Mowry and her husband, Bryant, had just made their first payment and, in return, received the keys to their first house, a newly renovated, 1,200-square-foot single family home in Mingo Junction built in 1949. It has four bedrooms, one bath, a patio, car port and detached garage, with a new kitchen, all new appliances, new flooring, air conditioning, a new roof and new porch railing.
The home was purchased and fully renovated through Habitat for Humanity East Central Ohio.
To qualify, prospective buyers must currently be living in substandard housing, have a steady income and be willing to partner with Habitat, providing “sweat equity” — working on their own and other Habitat properties, participating in Homeowner Maintenance Education and completing financial literacy courses, among other things.
In return, future homeowners get either a new build or an existing home that’s been totally renovated. Either way, the home comes with a no interest mortgage.
“A lot of times, they pay less on their mortgage than they paid in rent,” said Kevin Miller, director of Communication for Habitat for Humanity East Central Ohio.
Because the existing housing stock is so extensive in Steubenville and Mingo Junction, Miller said it only made sense to renovate a property. The Mowrys were able to choose their house as well as all the finishes — everything from kitchen countertops to flooring, backsplash and paint colors.
Encino Energy and Williams Energy had provided financial assistance as well as volunteers to help with the rehab.
Bryant Mowry did the heavy lifting for his family, completing the 250 sweat equity hours required of one applicant so his wife could focus on their three children, including 9-year-old James, who is severely autistic, 6-year-old Sophia and Bennet, 1.
“We didn’t expect to get picked so fast,” Bryant Mowry said. “Some people have to wait a little longer, but the fact that it’s a rehab made it (faster).”
The couple has been living in a two bedroom rental property in Steubenville. Because James needs a sensory-controlled room of his own, the couple had shared the other bedroom with their two younger children.
Bryant Mowry said it will be “nice to have a place the kids can run around, be able to play, and we won’t have to worry.”
“I just want my kids to be safe,” his wife chimed in prior to the dedication. “That’s really all that matters.”
Courtney Brown, Habitat’s Family Partnership director, said it’s all about “giving great people a shot at changing the future for their family,” pointing out the family applied for the program two years ago.
“I don’t think we can fully understand what it means for these two to be able to provide for their family,” she added, pointing out Bryant Mowry drove to Dennison to labor at another Habitat House or Canton to complete his required classes.
Mowry said the best part about the experience was “getting to work with a lot of really great people, partner families as well as volunteers.”

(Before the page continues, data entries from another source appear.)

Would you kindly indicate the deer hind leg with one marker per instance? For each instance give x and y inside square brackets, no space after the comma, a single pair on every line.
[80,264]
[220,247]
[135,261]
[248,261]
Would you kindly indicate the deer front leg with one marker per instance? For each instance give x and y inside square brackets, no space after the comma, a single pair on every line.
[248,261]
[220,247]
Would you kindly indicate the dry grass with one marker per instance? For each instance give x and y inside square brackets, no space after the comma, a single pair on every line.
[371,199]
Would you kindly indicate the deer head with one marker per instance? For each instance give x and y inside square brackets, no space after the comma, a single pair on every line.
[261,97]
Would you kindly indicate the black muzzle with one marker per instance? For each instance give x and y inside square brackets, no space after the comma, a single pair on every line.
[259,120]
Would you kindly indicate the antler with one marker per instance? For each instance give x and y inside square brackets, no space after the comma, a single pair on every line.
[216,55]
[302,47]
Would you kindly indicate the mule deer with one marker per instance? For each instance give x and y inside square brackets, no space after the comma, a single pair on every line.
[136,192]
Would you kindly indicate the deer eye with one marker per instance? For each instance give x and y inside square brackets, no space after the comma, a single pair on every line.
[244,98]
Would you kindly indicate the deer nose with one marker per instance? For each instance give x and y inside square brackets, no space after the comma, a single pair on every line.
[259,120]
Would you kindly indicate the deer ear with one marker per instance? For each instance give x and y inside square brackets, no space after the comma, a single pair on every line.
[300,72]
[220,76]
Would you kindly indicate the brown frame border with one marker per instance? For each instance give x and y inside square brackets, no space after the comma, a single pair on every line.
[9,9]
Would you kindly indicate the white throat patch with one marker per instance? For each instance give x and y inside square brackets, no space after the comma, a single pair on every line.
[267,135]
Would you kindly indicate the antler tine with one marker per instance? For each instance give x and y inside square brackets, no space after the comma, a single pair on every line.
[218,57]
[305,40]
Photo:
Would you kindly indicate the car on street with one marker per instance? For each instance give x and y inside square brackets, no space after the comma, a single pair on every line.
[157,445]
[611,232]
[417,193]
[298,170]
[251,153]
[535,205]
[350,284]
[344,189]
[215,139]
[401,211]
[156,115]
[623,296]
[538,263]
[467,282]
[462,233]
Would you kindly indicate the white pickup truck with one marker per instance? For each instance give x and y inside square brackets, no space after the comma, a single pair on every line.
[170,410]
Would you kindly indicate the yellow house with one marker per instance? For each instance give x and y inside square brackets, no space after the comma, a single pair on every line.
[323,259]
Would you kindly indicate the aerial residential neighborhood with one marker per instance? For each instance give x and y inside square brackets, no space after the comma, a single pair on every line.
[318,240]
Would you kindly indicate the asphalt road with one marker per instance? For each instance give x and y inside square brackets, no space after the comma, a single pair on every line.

“It’s about people working together to make great things happen,” he told the group assembled for Friday’s dedication.
Williams Energy volunteer Dee Zombotti said it was a “different experience” for her team.
“We’ve done a lot of volunteer work at Williams, but never anything like that,” she said.
Encino Energy’s Jackie Stewart, director of external affairs, said community partnership is a priority and their relationship with Habitat for Humanity East Central Ohio “demonstrates our ongoing commitment to invest our time and financial resources to meaningful projects.”